Dear Inauguration boycotters: Running away is not resistance

Democratic Rep. Luis Gutierrez is one of many Dem lawmakers protesting Donald Trump's inauguration. What are they really trying to accomplish? (Photo via AP)

Democratic Rep. Luis Gutierrez is one of many Dem lawmakers protesting Donald Trump’s inauguration. What are they really trying to accomplish? (Photo via AP)

The list is growing.

56 Democratic members of Congress will boycott Donald Trump’s inauguration on Friday.

Their rationales vary.

Some Democrats are staying away because they believe Trump is an “illegitimate” president spawned from Russian hacking. Others are protesting Trump’s comments on women and minorities. Rep. Barbara Lee (D-CA) says she will be “organizing.” Rep. Karen Bass (D-CA) is not attending because… Twitter told her not to.

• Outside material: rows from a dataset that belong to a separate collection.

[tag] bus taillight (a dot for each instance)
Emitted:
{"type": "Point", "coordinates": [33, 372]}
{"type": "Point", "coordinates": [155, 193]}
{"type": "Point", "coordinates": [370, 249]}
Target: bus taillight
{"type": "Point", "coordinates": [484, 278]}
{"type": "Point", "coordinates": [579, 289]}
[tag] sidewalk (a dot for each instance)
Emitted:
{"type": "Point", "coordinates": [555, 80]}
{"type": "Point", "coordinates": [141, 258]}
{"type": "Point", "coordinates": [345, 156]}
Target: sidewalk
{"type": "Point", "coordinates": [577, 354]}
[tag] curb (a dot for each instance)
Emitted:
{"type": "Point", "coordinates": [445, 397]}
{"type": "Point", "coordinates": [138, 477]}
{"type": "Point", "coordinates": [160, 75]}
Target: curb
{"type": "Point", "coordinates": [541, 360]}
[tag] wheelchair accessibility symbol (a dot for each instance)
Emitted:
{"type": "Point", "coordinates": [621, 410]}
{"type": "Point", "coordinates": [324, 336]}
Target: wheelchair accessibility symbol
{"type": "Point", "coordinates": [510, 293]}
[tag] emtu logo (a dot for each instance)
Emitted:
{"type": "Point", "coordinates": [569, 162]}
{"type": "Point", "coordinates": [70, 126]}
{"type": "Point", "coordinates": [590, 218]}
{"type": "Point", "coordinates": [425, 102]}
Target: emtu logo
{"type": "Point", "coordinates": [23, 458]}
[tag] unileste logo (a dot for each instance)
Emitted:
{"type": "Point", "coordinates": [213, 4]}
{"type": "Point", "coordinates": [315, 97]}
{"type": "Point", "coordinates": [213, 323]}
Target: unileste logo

Regardless, there’s a basic, pathetic quality to this boycott. It is a very bad strategy. Just as an army does not win by retreating from the shaped battlefield, politicians do not win by abandoning governance. Only insurgents can wage successful war by avoiding fixed battle. But in political terms, the insurgents are the liberal advocacy groups. Democratic members of Congress are officials empowered to make law. By retreating from the inauguration, Democrats will accomplish only one policy objective. They will incline Trump towards partisanship and thus reduce their own ability to affect the law.

We can be confident of this. After all, Mr. Trump is well known for his immodest conception of self. By insulting Trump and his supporters, Trump may respond by actively working to hurt Democratic Party interests. And that speaks to a broader point. Democrats are wasting an opportunity.

For all his bluster, Trump prides himself on being a “dealmaker.” Trump frequently remarks on his expectations of compromise. He recognizes that politics is a give-and-take process in a democracy. But by distancing themselves from the many Democratic members of Congress who will attend the inauguration, Democrat boycotters are hurting their own influence going forward. Consider, for example, who Trump is more likely to listen to, Democrats who attended his inauguration or Democrats who publicly did not?

Personal relationships and mutual respect are immensely important in politics. The boycott brigade says it will protect liberal policies. Its strategy will accomplish the opposite.

Of course, another reason this boycott is so silly is its political immorality. The vast majority of Americans expect our national politicians to come together on Inauguration Day. We do so because we recognize that while our political battles are often fierce, the outcome – democracy and the empowered will of the people – is exceptional. That’s why the Bushes and the Clintons, who Trump has repeatedly and ferociously criticized, are attending Friday’s event. They don’t like Trump. Not one iota. But they know that their attendance is expected.

Still, even if Democrats don’t care about Inauguration Day’s political morality, they should consider who they’ll alienate by this boycott. For one, many Democrats. Remember, many Democrats in the upper mid-west voted for Donald Trump. Those votes put Trump in the Oval Office waiting room. Correspondingly, witnessing an effort by Democrats to refuse Trump even the chance to succeed, some Democratic voters will lean towards becoming Republicans. And if Democrats intend to return to power two years from now, they need these voters.

This boycott is the wrong strategy at the wrong time in the wrong place for the wrong people.